EACC detectives have arrested Nairobi Chief Officer for Urban Development and Planning, Patrick Analo, after a dawn raid on his Syokimau home uncovered millions in cash stuffed in suitcases alongside key documents linked to ongoing investigations into bribery, abuse of office, and unexplained wealth.
The operation, which also extended to his vehicle, is part of a wider probe into alleged corruption within Nairobi County’s powerful planning department, a unit responsible for approving buildings, zoning changes, and development permits across the capital. Investigators suspect he received over KSh 170 million through suspicious transactions over several years.
The shock raid has intensified scrutiny on Governor Johnson Sakaja’s administration, with questions mounting over how such alleged financial inflows and approval irregularities could occur within a department central to Nairobi’s construction safety oversight. Critics argue the planning docket has become a pressure point in the city’s ongoing building safety crisis.
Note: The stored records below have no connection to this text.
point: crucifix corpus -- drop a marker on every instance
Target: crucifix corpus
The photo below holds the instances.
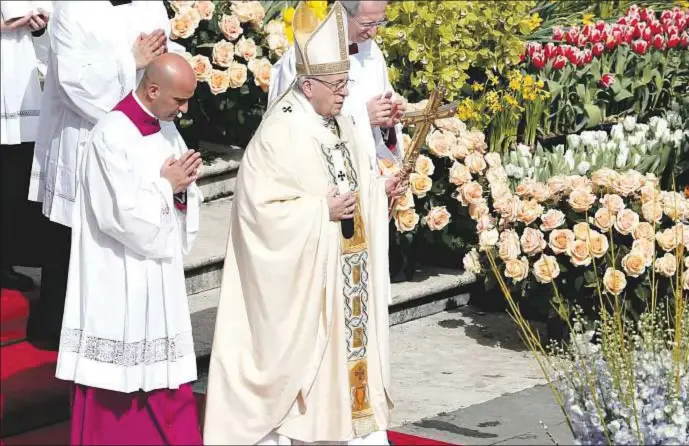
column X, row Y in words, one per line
column 422, row 120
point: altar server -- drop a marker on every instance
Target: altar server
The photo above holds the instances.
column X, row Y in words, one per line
column 126, row 337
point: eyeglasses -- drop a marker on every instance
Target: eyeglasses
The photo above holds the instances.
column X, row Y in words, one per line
column 369, row 25
column 335, row 87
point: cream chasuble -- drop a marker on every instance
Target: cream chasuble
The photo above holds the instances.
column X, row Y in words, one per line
column 301, row 340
Nairobi Governor Johnson Sakaja during a past media engagement. Photo: Johson Sakaja Source: Facebook
The controversy comes amid repeated concerns over unsafe and illegal developments in Nairobi, where collapses and structural failures have previously exposed weak enforcement systems and alleged approval loopholes. The Urban Planning office, led by Analo, sits at the centre of those approvals.
While Sakaja’s administration had not issued an immediate detailed response at the time of the raid reports, the incident has triggered political pressure over accountability and oversight within City Hall.
EACC has stated that recovered cash and documents will undergo forensic analysis as investigations continue, with possible prosecution and asset recovery depending on the findings.

The developments now place both Sakaja and his planning chief under intense public and institutional scrutiny, as Nairobians demand answers over how deep alleged corruption runs within the county’s planning system and whether it has compromised building safety in the capital.